L’élection d’Emmanuel MACRON puis la composition du gouvernement nous donnent quelques indications sur la manière dont pourraient être appréhendés les sujets concernant le commerce dans les prochains mois.

Premier constat, déjà largement commenté : pas de ministre ou de secrétaire d’Etat au commerce. Bercy (Bruno Le MAIRE) saura garder la haute main sur les activités économiques quelles que soient leurs spécificités sectorielles et leur régulation (équité, concurrence …).

Le message fort est la création d’un ministère de la Cohésion des Territoires (Richard FERRAND). Cette décision met en exergue la prise en compte de la nécessité impérative d’appréhender globalement les éléments structurants de la société de demain (économie, logement, transport, enseignement, …) en analysant les conséquences positives et négatives sur les différents profils de territoires (métropole,villes moyennes, urbain, rural…). C’est essentiel pour l’avenir de notre société.
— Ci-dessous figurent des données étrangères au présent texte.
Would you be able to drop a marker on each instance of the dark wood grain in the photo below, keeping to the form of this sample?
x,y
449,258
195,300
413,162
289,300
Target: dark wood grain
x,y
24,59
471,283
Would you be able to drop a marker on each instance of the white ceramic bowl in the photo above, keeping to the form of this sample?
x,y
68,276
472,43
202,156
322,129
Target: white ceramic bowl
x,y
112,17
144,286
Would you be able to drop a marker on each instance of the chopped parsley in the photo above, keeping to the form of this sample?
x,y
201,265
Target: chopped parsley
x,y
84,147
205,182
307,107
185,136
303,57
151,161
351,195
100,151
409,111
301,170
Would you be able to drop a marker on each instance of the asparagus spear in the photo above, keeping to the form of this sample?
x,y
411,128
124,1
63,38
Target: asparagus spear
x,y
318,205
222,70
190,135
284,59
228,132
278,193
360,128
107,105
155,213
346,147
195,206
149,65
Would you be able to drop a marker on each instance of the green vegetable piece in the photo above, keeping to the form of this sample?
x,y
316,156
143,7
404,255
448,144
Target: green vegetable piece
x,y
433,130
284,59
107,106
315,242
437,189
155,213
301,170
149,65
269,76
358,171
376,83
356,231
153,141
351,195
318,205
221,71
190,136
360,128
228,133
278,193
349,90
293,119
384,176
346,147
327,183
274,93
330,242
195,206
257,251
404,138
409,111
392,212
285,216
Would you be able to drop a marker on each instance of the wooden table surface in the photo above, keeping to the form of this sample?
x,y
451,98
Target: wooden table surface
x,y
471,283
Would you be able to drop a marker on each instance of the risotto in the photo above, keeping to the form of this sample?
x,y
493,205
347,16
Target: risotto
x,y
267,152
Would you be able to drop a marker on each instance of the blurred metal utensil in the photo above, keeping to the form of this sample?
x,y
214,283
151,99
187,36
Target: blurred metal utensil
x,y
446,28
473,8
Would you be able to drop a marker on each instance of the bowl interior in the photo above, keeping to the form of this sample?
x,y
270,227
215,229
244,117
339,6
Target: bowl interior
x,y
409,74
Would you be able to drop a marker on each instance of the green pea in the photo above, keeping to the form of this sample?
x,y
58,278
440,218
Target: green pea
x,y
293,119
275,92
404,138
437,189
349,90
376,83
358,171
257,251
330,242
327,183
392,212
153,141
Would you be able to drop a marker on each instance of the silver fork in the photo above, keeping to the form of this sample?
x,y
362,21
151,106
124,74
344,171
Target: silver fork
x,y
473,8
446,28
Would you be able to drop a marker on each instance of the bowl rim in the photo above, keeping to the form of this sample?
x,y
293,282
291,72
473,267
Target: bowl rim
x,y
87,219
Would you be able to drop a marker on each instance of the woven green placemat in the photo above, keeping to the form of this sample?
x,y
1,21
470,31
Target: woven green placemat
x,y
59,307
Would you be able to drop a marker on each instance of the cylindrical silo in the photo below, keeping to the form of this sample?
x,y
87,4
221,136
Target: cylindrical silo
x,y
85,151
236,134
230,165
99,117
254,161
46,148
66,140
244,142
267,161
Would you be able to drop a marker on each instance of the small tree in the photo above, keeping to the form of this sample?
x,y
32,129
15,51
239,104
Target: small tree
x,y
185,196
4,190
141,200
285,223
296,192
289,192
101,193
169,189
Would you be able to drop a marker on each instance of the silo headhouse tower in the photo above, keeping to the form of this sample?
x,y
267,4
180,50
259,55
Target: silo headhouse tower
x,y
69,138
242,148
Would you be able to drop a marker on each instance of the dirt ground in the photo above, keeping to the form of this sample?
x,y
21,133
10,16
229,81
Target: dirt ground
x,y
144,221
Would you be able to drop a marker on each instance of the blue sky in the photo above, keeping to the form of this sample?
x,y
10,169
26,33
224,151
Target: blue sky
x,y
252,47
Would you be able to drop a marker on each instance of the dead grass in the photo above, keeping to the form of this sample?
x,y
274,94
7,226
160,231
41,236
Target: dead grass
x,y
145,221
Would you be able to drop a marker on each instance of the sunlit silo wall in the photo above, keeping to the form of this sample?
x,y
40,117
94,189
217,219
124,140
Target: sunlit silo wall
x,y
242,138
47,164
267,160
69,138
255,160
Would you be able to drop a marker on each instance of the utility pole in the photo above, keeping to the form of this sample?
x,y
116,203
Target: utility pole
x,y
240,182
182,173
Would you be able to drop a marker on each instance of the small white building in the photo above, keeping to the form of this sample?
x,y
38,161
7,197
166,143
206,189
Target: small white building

A défaut, certains territoires seraient, comme nous l’avons déjà malheureusement constaté, laissés pour compte.

Pour le commerce, cette appréciation territoriale, cette prise de hauteur, sont essentielles pour permettre aux élus locaux la mise en oeuvre des politiques intelligentes, coordonnées entre acteurs publics et privés que nous réclamons afin que le commerce, notamment de centre-ville puisse conserver, voire parfois retrouver, sa dynamique (cf. Le Palmarès des centres-villes dynamiques Procos-Janvier 2017). Sans habitant, sans activité économique, pas de commerce !

Mais, pour avoir confirmation, attendons les législatives et préparons la rentrée.